Les sources utilisées par Simpson 1999 (p. 127-128) au sujet de cette plaque de cuivre gravée, liée à la pose de cette première pierre de la première chapelle vers 1655-1657, proviennent des Écrits de Marguerite Bourgeoys :
« Le Père Pijart la nomme Notre-Dame-de-Bon-Secours. Le Père Le Moyne met la première pierre. Monsieur Closse fait graver sur une lame de cuivre avec l'inscription nécessaire et les maçons commencent. Mais la même année, Monsieur de Queylus est arrivé de Québec et je lui ai écrit pour cette bâtisse. Et a fait tout arrêter jusqu'à son arrivée à Montréal et il a demeuré à Québec toute l'année (Bourgeoys 1964, p. 56, référence obtenue grâce à la collaboration du Musée Marguerite-Bourgeoys. Gabriel Thubières de Lévy de Queylus (1612-1677), d'après le DBC, est le premier supérieur qui fonde en 1657 le séminaire de Saint-Sulpice à Montréal). »« Quand je me trouvais en peine, je m'adressais à la très Sainte Vierge et lui promettais que je lui ferais bâtir une chapelle ; aussitôt, je trouvais ce qui m'était nécessaire, et cela, par plusieurs fois (Huet 1995, p. 23, référence à Bourgeoys 1964, p. 172-173). »

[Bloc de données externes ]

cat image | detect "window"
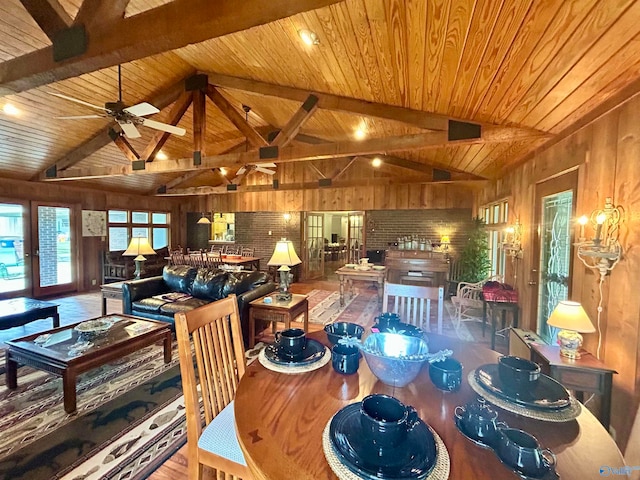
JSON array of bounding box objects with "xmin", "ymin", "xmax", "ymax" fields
[
  {"xmin": 107, "ymin": 210, "xmax": 170, "ymax": 251},
  {"xmin": 479, "ymin": 199, "xmax": 509, "ymax": 278},
  {"xmin": 212, "ymin": 213, "xmax": 235, "ymax": 242}
]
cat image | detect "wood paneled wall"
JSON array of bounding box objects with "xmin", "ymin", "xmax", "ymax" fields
[
  {"xmin": 0, "ymin": 177, "xmax": 197, "ymax": 292},
  {"xmin": 477, "ymin": 96, "xmax": 640, "ymax": 450},
  {"xmin": 203, "ymin": 183, "xmax": 474, "ymax": 212}
]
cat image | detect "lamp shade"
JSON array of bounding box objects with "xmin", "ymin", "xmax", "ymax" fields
[
  {"xmin": 268, "ymin": 238, "xmax": 301, "ymax": 266},
  {"xmin": 123, "ymin": 237, "xmax": 157, "ymax": 261},
  {"xmin": 547, "ymin": 301, "xmax": 595, "ymax": 333},
  {"xmin": 197, "ymin": 213, "xmax": 211, "ymax": 224},
  {"xmin": 440, "ymin": 235, "xmax": 450, "ymax": 244}
]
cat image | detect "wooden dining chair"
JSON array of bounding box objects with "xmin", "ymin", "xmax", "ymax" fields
[
  {"xmin": 241, "ymin": 247, "xmax": 255, "ymax": 257},
  {"xmin": 382, "ymin": 282, "xmax": 444, "ymax": 334},
  {"xmin": 174, "ymin": 295, "xmax": 253, "ymax": 480}
]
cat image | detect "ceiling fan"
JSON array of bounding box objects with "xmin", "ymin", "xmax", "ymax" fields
[
  {"xmin": 237, "ymin": 162, "xmax": 277, "ymax": 175},
  {"xmin": 50, "ymin": 66, "xmax": 186, "ymax": 139}
]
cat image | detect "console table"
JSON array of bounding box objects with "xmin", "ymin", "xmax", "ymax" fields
[
  {"xmin": 0, "ymin": 297, "xmax": 59, "ymax": 330},
  {"xmin": 530, "ymin": 343, "xmax": 617, "ymax": 430}
]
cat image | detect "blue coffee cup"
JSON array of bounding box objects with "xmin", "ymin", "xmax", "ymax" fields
[{"xmin": 331, "ymin": 344, "xmax": 360, "ymax": 375}]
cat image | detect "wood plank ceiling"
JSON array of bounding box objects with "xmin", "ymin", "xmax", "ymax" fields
[{"xmin": 0, "ymin": 0, "xmax": 639, "ymax": 195}]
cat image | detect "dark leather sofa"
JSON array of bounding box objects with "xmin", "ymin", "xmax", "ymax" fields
[{"xmin": 122, "ymin": 265, "xmax": 276, "ymax": 344}]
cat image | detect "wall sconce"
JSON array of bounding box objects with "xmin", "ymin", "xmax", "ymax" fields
[
  {"xmin": 575, "ymin": 197, "xmax": 623, "ymax": 278},
  {"xmin": 502, "ymin": 218, "xmax": 523, "ymax": 259},
  {"xmin": 283, "ymin": 212, "xmax": 292, "ymax": 224},
  {"xmin": 574, "ymin": 197, "xmax": 624, "ymax": 359}
]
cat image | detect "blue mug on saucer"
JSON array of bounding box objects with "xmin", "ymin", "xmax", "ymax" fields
[
  {"xmin": 274, "ymin": 328, "xmax": 306, "ymax": 358},
  {"xmin": 331, "ymin": 344, "xmax": 360, "ymax": 375}
]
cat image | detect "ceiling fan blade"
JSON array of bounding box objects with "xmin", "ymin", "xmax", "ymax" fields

Cette « lame de cuivre » serait-elle la même plaque que attribuons à Pierre Chevrier, baron de Fouencamps, ou bien une autre ? Lambert Closse avait-il des armoiries telles que celles retrouvées sur la plaque actuelle ? Massicotte 1915-1918 ne lui en attribue pas ! Le Dictionnaire biographique du Canada ne lui attribue aucun titre pouvant démontrer une noble ascendance avec blason ! Si Closse avait fait graver une plaque de cuivre aussi sophistiquée, il n'aurait certes pu la faire faire ni à Ville-Marie, ni en Nouvelle-France, car aucun artisan n'y était capable de réaliser une oeuvre de ce calibre et de cette complexité artistique ! D'ailleurs, les armuriers qui pratiquaient parfois l'orfèvrerie, ou les orfèvres, n'ont commencé leurs activités professionnelles en Nouvelle-France que bien après 1657 : Jean-Baptiste Villain et Jean Soullard à Québec en 1666, Guillaume Baudry à Trois-Rivières en 1682, René Fézeret à Montréal en 1692 (Derome 1974a, Derome 1974b, Landry 1992) ! De toute façon, cette « lame de cuivre », qui devait présenter seulement du texte, ne dut pas survivre à la dispersion des matériaux de la chapelle telle que constatera Marguerite Bourgeoys après son retour en 1659 :
« À mon retour de France, je trouvai les matériaux qui avaient été disposés pour la chapelle tous dispersés (Simpson 1999, p. 170). »
En 1658 Marguerite Bourgeoys avait accueilli ses premiers écoliers avant de retourner en France : « dans le desain d'amener quelques filles pour maider a recorder les enfants », soit Edmée Châtel, Marie Raisin et Anne Hiou.